By Jess Ward, Staff Writer
Comic books, for this reviewer, have been one of the most enjoyable ways to read from childhood to adulthood. Combining stunning and innovative art with complex and gripping narratives, comics give the reader heroes, villains, universes and adventures. They often present them in shades of gray; questions of morality and “the greater good” permeate the earliest superhero comics, beginning with “The Phantom,” a dark and innovative character, in 1936. Since then, superheroes and action comics have thrived, exploring every crevice of humanity. Sloane Leong’s Prism Stalker, Vol. 1 has undoubtedly tapped into that approach, telling a story both completely surreal and yet full of truths.
Prism Stalker, Vol. 1 is a trade paperback, or a collection of several comics into one publication. This volume includes the first five issues, and tell the story of an interplanetary refugee, Vep. The art alone is enough to make this piece a stand-out: bright and bold colors and fantastical world-creating at its best. She’s created various alien species, and the planet they’re on is full of texture. Every page is breathtaking, and Leong is truly a master of incorporating the physical and the abstract into one fluid scene.
Beyond the art, the narrative of Prism Stalker, Vol. 1 is science fiction to the extreme, while managing to be completely relevant to the reader’s reality. Vep has been displaced from her home planet, which is under “quarantine” after a terrorist attack. She fled at a young age, and grew up with her remaining family without learning their language.
Vep is then recruited to the Academy, a school run by the chorus, a collective that colonizes other planets where they deem life to be “less sentient.” From there, she must study alongside beings from all different corners of the universe, as they train to help fight indigenous uprisings against the chorus’ colony.
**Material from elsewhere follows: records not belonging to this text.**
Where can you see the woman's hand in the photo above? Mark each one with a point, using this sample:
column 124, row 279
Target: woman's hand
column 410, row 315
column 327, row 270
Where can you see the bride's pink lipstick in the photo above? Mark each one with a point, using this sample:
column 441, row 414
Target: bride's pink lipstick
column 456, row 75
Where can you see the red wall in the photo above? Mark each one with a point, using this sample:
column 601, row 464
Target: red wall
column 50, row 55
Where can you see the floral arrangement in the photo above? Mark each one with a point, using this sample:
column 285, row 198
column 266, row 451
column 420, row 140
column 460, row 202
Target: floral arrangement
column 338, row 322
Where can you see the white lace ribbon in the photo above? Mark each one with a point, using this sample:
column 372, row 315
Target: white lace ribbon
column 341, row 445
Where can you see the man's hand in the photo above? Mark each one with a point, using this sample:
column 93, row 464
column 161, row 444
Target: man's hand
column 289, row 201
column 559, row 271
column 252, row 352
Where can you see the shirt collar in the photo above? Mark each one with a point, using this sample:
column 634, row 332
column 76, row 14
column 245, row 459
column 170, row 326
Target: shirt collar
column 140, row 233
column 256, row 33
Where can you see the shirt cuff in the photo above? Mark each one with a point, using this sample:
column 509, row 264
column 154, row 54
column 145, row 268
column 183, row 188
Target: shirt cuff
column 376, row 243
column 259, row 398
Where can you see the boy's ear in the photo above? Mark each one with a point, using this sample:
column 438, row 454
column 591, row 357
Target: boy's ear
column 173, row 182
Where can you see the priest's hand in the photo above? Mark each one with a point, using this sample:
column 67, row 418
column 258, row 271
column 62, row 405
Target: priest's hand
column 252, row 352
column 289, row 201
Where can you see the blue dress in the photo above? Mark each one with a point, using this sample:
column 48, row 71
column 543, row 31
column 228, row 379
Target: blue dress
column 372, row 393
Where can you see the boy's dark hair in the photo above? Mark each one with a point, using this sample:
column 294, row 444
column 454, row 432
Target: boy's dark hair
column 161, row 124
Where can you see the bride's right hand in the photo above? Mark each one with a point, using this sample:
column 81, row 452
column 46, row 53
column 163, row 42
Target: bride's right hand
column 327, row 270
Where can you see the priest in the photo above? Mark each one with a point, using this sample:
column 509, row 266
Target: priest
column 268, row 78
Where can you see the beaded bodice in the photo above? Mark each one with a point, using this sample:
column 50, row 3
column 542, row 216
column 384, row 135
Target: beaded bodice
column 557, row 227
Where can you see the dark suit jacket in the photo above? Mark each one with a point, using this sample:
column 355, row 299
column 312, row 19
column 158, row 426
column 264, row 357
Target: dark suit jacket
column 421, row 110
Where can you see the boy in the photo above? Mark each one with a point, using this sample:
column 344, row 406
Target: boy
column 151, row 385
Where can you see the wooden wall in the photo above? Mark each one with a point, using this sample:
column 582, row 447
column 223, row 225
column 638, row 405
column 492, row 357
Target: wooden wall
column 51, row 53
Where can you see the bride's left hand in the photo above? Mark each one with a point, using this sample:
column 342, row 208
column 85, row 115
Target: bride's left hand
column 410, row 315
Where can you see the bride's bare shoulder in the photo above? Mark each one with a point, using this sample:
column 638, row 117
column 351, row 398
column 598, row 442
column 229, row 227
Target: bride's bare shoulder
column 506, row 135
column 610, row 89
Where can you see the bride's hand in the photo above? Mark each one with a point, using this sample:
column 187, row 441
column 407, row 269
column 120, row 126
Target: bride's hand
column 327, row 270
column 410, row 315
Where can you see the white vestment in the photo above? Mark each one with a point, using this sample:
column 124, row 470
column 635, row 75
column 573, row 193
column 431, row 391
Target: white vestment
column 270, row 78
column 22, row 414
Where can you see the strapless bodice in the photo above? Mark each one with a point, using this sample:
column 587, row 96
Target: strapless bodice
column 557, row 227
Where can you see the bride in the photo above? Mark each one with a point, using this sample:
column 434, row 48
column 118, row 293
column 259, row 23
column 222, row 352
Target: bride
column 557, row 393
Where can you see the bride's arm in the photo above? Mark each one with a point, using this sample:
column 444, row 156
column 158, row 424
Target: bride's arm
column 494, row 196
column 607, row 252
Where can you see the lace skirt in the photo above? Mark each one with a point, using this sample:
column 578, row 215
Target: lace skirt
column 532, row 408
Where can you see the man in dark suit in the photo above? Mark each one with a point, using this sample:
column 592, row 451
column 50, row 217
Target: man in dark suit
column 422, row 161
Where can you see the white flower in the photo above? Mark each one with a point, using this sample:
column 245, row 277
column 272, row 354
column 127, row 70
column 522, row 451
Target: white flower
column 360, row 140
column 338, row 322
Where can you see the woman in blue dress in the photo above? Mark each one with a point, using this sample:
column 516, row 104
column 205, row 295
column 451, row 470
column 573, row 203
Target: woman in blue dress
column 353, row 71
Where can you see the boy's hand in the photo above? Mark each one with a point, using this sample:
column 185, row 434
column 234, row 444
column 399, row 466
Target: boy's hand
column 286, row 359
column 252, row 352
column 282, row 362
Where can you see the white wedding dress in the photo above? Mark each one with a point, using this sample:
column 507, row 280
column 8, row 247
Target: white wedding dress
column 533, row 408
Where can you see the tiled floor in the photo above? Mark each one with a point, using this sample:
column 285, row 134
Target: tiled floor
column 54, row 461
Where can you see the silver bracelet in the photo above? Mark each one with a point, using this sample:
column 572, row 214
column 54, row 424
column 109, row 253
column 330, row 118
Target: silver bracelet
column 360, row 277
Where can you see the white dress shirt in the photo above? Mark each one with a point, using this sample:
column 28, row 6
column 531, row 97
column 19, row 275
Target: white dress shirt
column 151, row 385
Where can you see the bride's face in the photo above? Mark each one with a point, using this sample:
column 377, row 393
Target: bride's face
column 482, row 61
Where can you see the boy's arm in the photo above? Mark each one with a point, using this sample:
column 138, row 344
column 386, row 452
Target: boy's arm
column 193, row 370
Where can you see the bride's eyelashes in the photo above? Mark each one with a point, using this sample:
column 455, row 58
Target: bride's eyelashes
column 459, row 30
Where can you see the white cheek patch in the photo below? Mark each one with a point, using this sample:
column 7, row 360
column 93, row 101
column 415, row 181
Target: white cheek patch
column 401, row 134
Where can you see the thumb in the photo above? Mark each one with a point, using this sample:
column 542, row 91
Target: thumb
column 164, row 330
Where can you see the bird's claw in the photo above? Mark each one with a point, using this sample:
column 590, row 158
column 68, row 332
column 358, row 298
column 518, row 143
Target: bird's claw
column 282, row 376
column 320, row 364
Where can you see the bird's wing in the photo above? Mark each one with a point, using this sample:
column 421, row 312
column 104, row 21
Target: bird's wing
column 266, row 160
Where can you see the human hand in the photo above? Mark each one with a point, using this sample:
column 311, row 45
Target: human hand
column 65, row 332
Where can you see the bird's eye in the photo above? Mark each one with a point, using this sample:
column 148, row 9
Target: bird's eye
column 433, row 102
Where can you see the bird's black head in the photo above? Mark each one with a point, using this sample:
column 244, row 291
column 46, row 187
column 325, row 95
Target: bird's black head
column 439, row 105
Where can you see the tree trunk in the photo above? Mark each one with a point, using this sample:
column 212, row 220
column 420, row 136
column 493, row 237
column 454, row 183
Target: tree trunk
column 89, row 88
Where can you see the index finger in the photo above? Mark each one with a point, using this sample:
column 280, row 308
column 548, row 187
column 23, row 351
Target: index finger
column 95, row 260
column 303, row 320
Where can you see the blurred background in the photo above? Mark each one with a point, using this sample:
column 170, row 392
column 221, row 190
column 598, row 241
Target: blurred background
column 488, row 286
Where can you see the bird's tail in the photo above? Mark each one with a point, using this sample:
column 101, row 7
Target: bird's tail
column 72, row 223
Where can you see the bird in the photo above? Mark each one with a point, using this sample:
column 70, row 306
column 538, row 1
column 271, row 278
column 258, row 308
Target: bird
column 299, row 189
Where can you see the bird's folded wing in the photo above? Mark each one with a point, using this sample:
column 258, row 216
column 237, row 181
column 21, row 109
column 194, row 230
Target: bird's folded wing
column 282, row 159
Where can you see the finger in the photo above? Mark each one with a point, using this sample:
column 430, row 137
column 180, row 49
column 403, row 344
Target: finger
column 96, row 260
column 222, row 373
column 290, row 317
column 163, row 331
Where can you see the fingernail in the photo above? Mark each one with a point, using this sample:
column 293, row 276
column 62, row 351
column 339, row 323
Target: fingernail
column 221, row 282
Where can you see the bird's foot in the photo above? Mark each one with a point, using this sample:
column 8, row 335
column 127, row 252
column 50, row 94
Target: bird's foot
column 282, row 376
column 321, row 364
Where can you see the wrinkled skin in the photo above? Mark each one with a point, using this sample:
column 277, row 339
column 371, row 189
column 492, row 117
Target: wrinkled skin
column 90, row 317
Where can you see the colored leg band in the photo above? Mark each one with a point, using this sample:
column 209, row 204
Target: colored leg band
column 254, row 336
Vep’s only hope to find a new land for her family and her people is to help colonize this planet, but will she be able to go through with it? This trade paperback ends in a cliffhanger, as most do, and it leaves you needing to know what happens next.
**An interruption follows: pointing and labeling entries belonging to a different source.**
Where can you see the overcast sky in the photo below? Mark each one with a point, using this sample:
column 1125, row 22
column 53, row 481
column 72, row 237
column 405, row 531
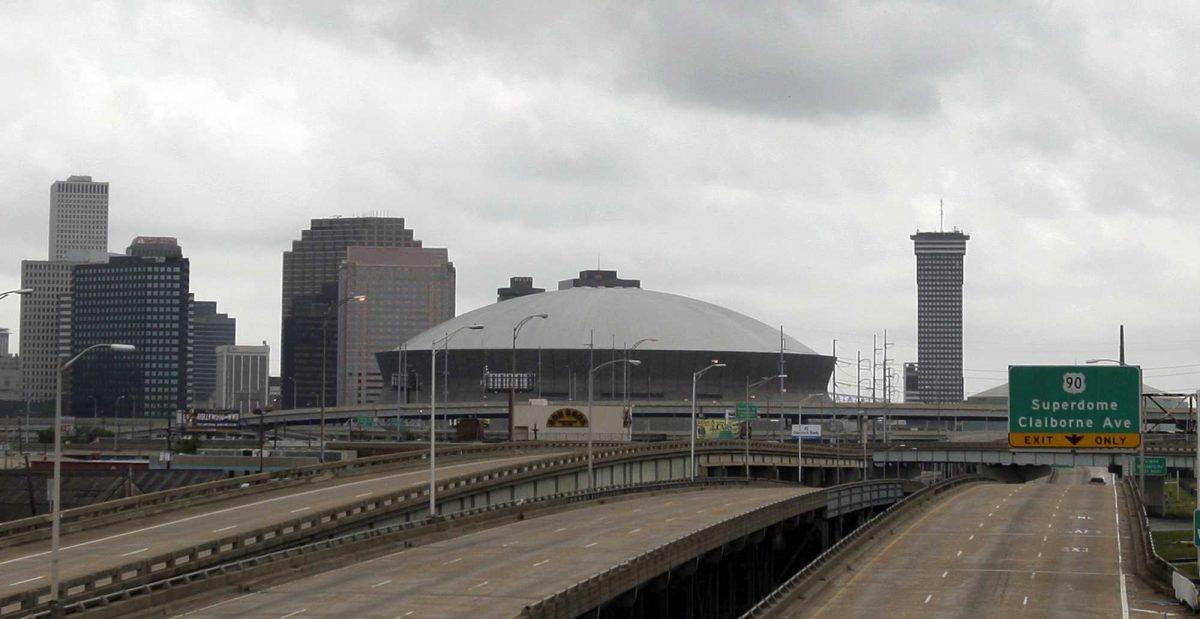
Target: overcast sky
column 769, row 157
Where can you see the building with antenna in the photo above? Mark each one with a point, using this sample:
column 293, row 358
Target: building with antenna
column 940, row 314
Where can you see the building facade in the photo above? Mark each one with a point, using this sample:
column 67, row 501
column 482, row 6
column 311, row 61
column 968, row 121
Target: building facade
column 210, row 330
column 309, row 338
column 517, row 287
column 407, row 289
column 139, row 299
column 940, row 258
column 78, row 220
column 243, row 374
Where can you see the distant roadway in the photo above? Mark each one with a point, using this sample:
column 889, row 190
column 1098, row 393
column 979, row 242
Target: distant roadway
column 496, row 572
column 28, row 566
column 1035, row 550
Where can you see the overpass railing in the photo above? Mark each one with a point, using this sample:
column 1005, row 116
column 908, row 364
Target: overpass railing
column 784, row 593
column 78, row 518
column 593, row 592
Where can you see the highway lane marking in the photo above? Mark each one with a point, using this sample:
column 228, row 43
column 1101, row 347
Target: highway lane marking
column 264, row 502
column 1116, row 514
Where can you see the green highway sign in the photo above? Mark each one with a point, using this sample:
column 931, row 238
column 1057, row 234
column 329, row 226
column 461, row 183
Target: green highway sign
column 747, row 410
column 1156, row 466
column 1074, row 407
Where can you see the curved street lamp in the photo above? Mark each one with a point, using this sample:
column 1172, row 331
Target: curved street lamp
column 513, row 367
column 695, row 377
column 57, row 511
column 433, row 409
column 592, row 478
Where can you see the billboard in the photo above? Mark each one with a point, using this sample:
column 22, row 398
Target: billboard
column 209, row 419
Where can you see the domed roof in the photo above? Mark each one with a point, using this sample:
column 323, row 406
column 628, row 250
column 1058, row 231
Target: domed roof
column 627, row 314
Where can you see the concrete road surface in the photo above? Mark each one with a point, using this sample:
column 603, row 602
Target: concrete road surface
column 496, row 572
column 1035, row 550
column 28, row 566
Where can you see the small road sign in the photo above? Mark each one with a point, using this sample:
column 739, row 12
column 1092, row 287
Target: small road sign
column 1074, row 407
column 805, row 431
column 1156, row 467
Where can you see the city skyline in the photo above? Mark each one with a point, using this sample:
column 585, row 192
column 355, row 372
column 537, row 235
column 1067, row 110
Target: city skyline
column 803, row 208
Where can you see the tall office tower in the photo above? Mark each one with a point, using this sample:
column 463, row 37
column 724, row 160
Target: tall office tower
column 139, row 299
column 940, row 314
column 78, row 220
column 517, row 287
column 243, row 376
column 407, row 289
column 209, row 331
column 309, row 342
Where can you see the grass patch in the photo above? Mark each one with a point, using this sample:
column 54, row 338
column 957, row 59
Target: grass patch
column 1180, row 502
column 1174, row 546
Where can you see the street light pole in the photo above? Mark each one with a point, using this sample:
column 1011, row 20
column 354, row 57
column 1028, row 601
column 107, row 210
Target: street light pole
column 55, row 487
column 324, row 362
column 433, row 412
column 592, row 478
column 691, row 457
column 513, row 367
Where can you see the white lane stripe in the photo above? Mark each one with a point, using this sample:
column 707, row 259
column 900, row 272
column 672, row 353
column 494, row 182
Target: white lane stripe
column 1116, row 514
column 420, row 474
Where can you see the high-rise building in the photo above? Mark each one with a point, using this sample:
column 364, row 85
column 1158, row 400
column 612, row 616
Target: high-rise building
column 599, row 280
column 517, row 287
column 940, row 314
column 407, row 289
column 241, row 378
column 10, row 371
column 78, row 220
column 309, row 342
column 210, row 330
column 139, row 299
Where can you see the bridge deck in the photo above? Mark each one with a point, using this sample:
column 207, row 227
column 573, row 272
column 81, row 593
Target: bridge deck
column 1035, row 550
column 28, row 566
column 496, row 572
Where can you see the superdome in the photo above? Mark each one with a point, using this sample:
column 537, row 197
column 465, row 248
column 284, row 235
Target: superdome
column 688, row 336
column 613, row 314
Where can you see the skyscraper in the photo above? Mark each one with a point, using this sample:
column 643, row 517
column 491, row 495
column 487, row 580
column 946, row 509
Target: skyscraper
column 309, row 341
column 139, row 299
column 78, row 220
column 209, row 331
column 408, row 290
column 78, row 234
column 940, row 314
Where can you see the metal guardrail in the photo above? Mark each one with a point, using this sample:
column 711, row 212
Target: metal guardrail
column 589, row 593
column 784, row 593
column 79, row 518
column 264, row 539
column 376, row 535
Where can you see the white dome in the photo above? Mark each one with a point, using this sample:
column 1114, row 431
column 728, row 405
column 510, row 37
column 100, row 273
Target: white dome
column 627, row 314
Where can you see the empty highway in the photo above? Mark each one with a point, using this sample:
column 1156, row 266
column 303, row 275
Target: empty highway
column 28, row 566
column 496, row 572
column 1043, row 548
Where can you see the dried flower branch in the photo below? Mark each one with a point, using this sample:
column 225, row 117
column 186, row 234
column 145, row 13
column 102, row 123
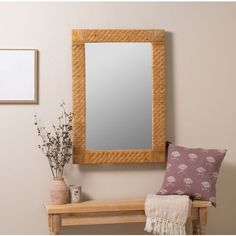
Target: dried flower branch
column 57, row 146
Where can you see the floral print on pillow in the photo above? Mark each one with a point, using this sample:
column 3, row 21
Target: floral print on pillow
column 192, row 171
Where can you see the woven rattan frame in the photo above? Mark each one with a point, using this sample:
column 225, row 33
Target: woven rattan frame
column 157, row 153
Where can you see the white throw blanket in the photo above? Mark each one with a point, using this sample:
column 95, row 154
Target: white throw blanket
column 167, row 214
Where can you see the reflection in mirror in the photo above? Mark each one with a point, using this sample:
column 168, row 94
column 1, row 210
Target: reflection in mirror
column 118, row 96
column 18, row 72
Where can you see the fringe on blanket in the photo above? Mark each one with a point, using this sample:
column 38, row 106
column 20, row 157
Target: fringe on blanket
column 167, row 214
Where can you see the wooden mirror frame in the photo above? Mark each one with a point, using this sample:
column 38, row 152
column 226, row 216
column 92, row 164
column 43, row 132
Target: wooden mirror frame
column 157, row 152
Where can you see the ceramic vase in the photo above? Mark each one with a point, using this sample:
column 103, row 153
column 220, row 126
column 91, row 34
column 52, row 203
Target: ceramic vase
column 58, row 191
column 75, row 193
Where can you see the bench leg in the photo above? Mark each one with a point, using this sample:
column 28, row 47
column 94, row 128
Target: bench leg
column 196, row 228
column 202, row 220
column 54, row 223
column 199, row 224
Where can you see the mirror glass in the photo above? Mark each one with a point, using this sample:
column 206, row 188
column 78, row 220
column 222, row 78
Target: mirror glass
column 118, row 96
column 17, row 75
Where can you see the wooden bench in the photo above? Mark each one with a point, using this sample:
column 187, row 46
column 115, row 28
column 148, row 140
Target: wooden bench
column 112, row 212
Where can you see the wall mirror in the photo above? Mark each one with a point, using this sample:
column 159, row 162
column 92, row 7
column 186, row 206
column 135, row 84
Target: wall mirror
column 18, row 76
column 118, row 96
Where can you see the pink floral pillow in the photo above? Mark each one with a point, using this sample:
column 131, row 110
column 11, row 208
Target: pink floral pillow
column 192, row 171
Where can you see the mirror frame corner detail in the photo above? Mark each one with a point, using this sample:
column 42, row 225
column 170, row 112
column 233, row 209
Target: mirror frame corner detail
column 158, row 151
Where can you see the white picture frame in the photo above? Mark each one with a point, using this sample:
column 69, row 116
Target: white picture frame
column 18, row 76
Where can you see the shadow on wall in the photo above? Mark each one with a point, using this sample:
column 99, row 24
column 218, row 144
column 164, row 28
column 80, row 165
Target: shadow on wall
column 225, row 198
column 121, row 229
column 170, row 92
Prism Stalker, Vol. 1 encapsulates anxieties around identity, heritage, family and home. Vep is young and questions herself at every turn, and the reader is right there with her. Combining stunning visual representations of the self, memory and language, Leong’s work is unmatched. I would recommend this book for anyone who likes to read or look at beautiful art. There is something for everyone in this work, and personally, I can’t wait for volume two.